The original caption reads:”New York City’s Sixth Avenue elevated railway and the crowded street below, ca. 1940.”
According the U.S. Census Bureau, the population of New York City was 7.5 million in 1940, making NYC the most populous city at that time. It remains at the top even today, with the 2010 census showing over 8 million inhabitants.
On Saturday March 24 in New York City, you can get ready for the 1940 Census with expert guest speakers, including our own Connie Potter and Dr. Groves of the U.S. Census Bureau. The program is free but requires registration.
Just 14 more days until the release of the 1940 Census!
The citizens counted in this census lived through the Great Depression. Many were part of programs like the Civilian Conservation Corps, including Ephraim Counser, who was at Mt. Morris Camp, N.Y, on 11/16/1933.
The 1940 census had new questions on it that reflected the government’s efforts to find out how the Great Depression was affecting citizens: residence five years earlier, income, highest level of school completed and detailed questions on unemployment history.
Are you ready to start your research on April 2? Get ready with one of our programs across the United States!
Happy St. Patrick’s Day! Will you be researching your Irish ancestors in the National Archives?
Just 16 days left until the release of the 1940 census!
Caption: “27 June 1963 President’s trip to Ireland. Reception and tea at the home of Mrs. Mary Ryan, President Kennedy’s second cousin. Margaret Kirwan, Jean Kennedy Smith, Josie Ryan, Mrs. Mary Ryan, President Kennedy, Mary Ann Ryan, Mrs. Margaret Whitty, Eunice Kennedy Shriver, other guests. Dunganstown, Ireland, Kennedy ancestral homestead”

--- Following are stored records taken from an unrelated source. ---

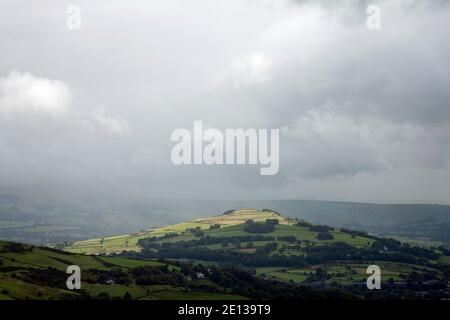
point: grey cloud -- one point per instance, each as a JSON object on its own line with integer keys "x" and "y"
{"x": 138, "y": 71}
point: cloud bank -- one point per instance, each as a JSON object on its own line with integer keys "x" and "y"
{"x": 364, "y": 115}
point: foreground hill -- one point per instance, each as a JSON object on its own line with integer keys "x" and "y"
{"x": 239, "y": 254}
{"x": 29, "y": 272}
{"x": 129, "y": 242}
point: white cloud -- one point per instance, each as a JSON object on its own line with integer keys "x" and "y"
{"x": 111, "y": 124}
{"x": 26, "y": 93}
{"x": 252, "y": 69}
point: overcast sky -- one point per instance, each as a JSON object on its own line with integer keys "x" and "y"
{"x": 364, "y": 114}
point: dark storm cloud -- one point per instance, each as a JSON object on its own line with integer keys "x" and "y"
{"x": 361, "y": 112}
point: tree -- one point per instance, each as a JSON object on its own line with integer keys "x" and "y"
{"x": 127, "y": 296}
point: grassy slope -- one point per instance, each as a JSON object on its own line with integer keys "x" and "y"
{"x": 42, "y": 258}
{"x": 128, "y": 242}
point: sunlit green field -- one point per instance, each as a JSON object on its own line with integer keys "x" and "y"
{"x": 128, "y": 242}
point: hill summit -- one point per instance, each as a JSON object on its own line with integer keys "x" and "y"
{"x": 129, "y": 242}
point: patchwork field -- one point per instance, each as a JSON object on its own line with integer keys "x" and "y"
{"x": 128, "y": 242}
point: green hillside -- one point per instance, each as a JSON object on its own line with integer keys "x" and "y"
{"x": 29, "y": 272}
{"x": 129, "y": 242}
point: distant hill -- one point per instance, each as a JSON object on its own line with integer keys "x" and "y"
{"x": 50, "y": 221}
{"x": 238, "y": 254}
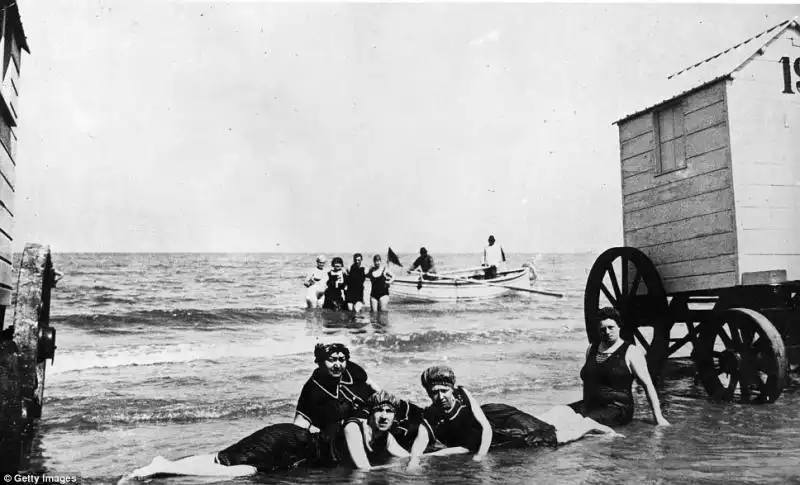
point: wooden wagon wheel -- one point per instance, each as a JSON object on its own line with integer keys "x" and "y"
{"x": 625, "y": 279}
{"x": 742, "y": 357}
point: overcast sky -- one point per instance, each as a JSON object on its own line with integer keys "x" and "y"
{"x": 340, "y": 127}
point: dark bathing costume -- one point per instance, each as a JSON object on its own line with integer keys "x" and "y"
{"x": 355, "y": 284}
{"x": 334, "y": 294}
{"x": 607, "y": 394}
{"x": 511, "y": 428}
{"x": 379, "y": 286}
{"x": 328, "y": 405}
{"x": 286, "y": 445}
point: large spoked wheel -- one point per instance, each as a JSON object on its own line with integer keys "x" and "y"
{"x": 625, "y": 279}
{"x": 742, "y": 357}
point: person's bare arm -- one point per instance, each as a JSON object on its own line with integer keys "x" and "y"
{"x": 638, "y": 366}
{"x": 486, "y": 433}
{"x": 355, "y": 446}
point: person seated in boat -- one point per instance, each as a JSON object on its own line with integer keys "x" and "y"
{"x": 334, "y": 286}
{"x": 380, "y": 278}
{"x": 316, "y": 283}
{"x": 336, "y": 391}
{"x": 354, "y": 284}
{"x": 455, "y": 419}
{"x": 608, "y": 373}
{"x": 493, "y": 256}
{"x": 425, "y": 263}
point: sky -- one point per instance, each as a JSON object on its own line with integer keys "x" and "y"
{"x": 153, "y": 126}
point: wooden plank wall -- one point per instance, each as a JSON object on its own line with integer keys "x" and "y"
{"x": 7, "y": 180}
{"x": 765, "y": 144}
{"x": 9, "y": 95}
{"x": 683, "y": 220}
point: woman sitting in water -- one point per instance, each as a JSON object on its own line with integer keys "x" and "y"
{"x": 335, "y": 392}
{"x": 611, "y": 365}
{"x": 456, "y": 420}
{"x": 360, "y": 443}
{"x": 381, "y": 278}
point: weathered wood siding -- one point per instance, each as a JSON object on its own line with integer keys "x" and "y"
{"x": 9, "y": 95}
{"x": 765, "y": 147}
{"x": 683, "y": 220}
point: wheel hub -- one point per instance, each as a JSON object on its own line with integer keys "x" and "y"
{"x": 729, "y": 361}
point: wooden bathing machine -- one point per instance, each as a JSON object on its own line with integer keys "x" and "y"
{"x": 26, "y": 339}
{"x": 710, "y": 169}
{"x": 711, "y": 174}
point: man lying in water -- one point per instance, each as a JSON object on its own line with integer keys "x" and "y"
{"x": 455, "y": 420}
{"x": 360, "y": 444}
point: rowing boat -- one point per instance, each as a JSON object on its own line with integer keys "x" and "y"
{"x": 456, "y": 285}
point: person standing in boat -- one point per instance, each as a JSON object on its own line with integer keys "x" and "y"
{"x": 316, "y": 283}
{"x": 608, "y": 374}
{"x": 334, "y": 289}
{"x": 354, "y": 284}
{"x": 424, "y": 262}
{"x": 380, "y": 278}
{"x": 493, "y": 256}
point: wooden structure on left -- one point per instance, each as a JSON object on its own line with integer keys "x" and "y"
{"x": 26, "y": 338}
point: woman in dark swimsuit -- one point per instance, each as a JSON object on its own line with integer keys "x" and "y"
{"x": 334, "y": 290}
{"x": 361, "y": 443}
{"x": 381, "y": 278}
{"x": 455, "y": 419}
{"x": 354, "y": 282}
{"x": 610, "y": 368}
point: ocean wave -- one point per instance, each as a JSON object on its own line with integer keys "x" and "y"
{"x": 176, "y": 317}
{"x": 126, "y": 412}
{"x": 175, "y": 353}
{"x": 431, "y": 339}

Photograph by Cecil Stoughton, White House, in the John F. Kennedy Presidential Library and Museum, Boston.
Just 19 days until the release of the 1940 Census!
Albert Einstein would have been counted in the 1940 census. He entered the United States in June of 1935 and filed this declaration of intent to become a citizen in January of 1936. He became a U.S. citizen in 1940.

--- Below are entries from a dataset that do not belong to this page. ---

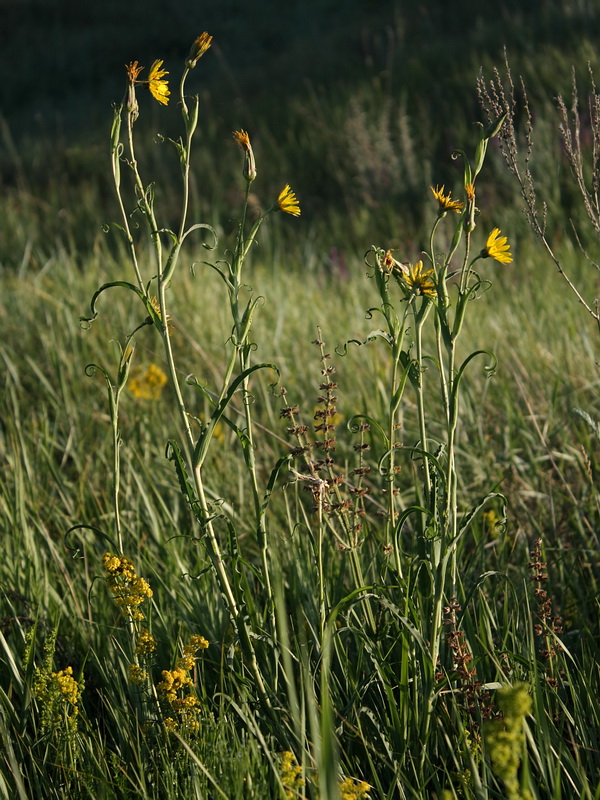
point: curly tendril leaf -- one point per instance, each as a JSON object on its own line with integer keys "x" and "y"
{"x": 103, "y": 288}
{"x": 472, "y": 513}
{"x": 281, "y": 463}
{"x": 173, "y": 453}
{"x": 414, "y": 450}
{"x": 353, "y": 426}
{"x": 490, "y": 369}
{"x": 201, "y": 448}
{"x": 468, "y": 175}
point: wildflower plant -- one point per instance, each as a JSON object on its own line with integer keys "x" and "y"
{"x": 152, "y": 283}
{"x": 58, "y": 694}
{"x": 437, "y": 288}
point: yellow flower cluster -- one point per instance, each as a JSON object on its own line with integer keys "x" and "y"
{"x": 146, "y": 644}
{"x": 147, "y": 384}
{"x": 445, "y": 201}
{"x": 290, "y": 775}
{"x": 504, "y": 738}
{"x": 128, "y": 588}
{"x": 497, "y": 247}
{"x": 287, "y": 201}
{"x": 351, "y": 789}
{"x": 67, "y": 685}
{"x": 137, "y": 675}
{"x": 177, "y": 689}
{"x": 59, "y": 694}
{"x": 159, "y": 88}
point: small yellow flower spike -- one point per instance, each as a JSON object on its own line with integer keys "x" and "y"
{"x": 287, "y": 201}
{"x": 159, "y": 88}
{"x": 497, "y": 247}
{"x": 418, "y": 281}
{"x": 445, "y": 201}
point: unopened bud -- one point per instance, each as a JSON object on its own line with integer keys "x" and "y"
{"x": 197, "y": 50}
{"x": 242, "y": 138}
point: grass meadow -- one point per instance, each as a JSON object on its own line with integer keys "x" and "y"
{"x": 299, "y": 432}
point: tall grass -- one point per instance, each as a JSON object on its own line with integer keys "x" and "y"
{"x": 371, "y": 554}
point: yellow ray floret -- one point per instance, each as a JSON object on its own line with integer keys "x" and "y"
{"x": 445, "y": 201}
{"x": 287, "y": 201}
{"x": 159, "y": 88}
{"x": 497, "y": 247}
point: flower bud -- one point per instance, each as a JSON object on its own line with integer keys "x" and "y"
{"x": 242, "y": 138}
{"x": 197, "y": 50}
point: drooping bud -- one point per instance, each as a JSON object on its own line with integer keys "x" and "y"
{"x": 242, "y": 138}
{"x": 197, "y": 50}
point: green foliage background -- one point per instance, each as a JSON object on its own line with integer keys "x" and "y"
{"x": 359, "y": 106}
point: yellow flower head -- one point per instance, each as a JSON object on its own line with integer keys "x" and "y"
{"x": 418, "y": 281}
{"x": 497, "y": 247}
{"x": 446, "y": 203}
{"x": 133, "y": 70}
{"x": 159, "y": 88}
{"x": 287, "y": 201}
{"x": 199, "y": 47}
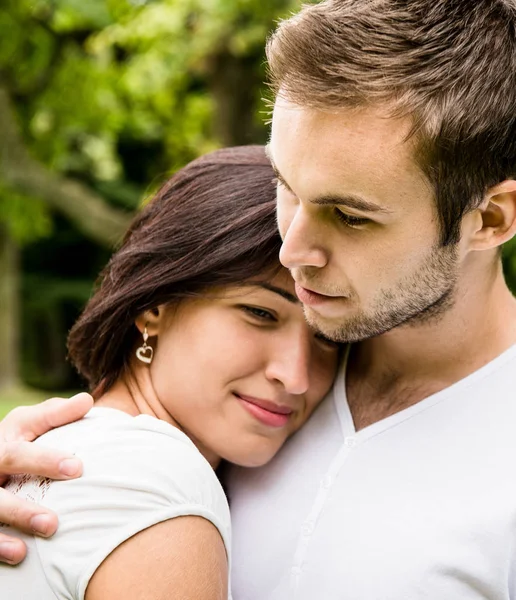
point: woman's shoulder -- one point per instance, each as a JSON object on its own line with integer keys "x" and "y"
{"x": 137, "y": 457}
{"x": 138, "y": 472}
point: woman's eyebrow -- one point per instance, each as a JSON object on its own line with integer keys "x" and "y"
{"x": 276, "y": 290}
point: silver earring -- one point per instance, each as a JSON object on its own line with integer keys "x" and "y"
{"x": 145, "y": 352}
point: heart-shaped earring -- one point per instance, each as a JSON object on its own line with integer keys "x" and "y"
{"x": 145, "y": 352}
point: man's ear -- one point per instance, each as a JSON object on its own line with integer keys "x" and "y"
{"x": 495, "y": 220}
{"x": 151, "y": 319}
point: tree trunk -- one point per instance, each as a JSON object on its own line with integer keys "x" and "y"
{"x": 9, "y": 310}
{"x": 233, "y": 81}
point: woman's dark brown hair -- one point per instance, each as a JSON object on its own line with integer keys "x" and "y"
{"x": 212, "y": 224}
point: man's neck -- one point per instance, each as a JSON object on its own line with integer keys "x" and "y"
{"x": 390, "y": 372}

Happy Birthday, Albert Einstein!
Looks like a hot day for 232 questions:
Just 20 days until the release of the 1940 Census!
Farmers had to answer 232 questions as part of the Farm Schedule in the 1940 Census. The census taker is holding the large, portfolio-sized book that all 120,000 enumerations carried.
According to the U.S. Census Bureau, in 1940 there were 5.1 million
farmers (owners and tenants) and farm managers. In the 2010 census, there were only 613,000.
Just 22 days left until the release of the 1940 Census!
Although shown as president on June 1, 1850, Taylor had been dead eight weeks when he was listed as President on the census on August 31.
How is this possible? The census was taken on August 31, 1850. But the enumerator was asking was for “the name of every Person whose usual place of abode on the first of June, 1850, was in this family.”
As of June 1, 1850, Zachary Taylor was still alive. He would not be taken ill until July 4, and he would die just 5 days later.
(Take a look at the column that lists place of birth for this 1850 census page. The 42 people listed on this page come from Virginia, Pennsylvania, the District of Columbia, Maryland, Kentucky, Mississippi, New Jersey, Massachusetts, as well as Germany, Ireland, Mexico, and England.)
Just 32 days left until the release of the 1940 Census…
It’s also the 140th birthday of Yellowstone National Park! The park was included in the many enumeration maps made for the 1940 census.
These maps are important because the 1940 Census does not have a name index. To search for a family, you will need to know the address where they lived.
If you have the address of an ancestor from 1940, find the address on the map and then look for the enumeration district number for that address. The ED number may be a two part number separated by a hyphen. The first number represents the county number and the second number the number of the enumeration district within that county.
Save the enumeration district numbers for the opening of the 1940 Census on April 2, 2012. You will be able to search the digitized copies of the census by ED number and then browse for your family members’ census entry.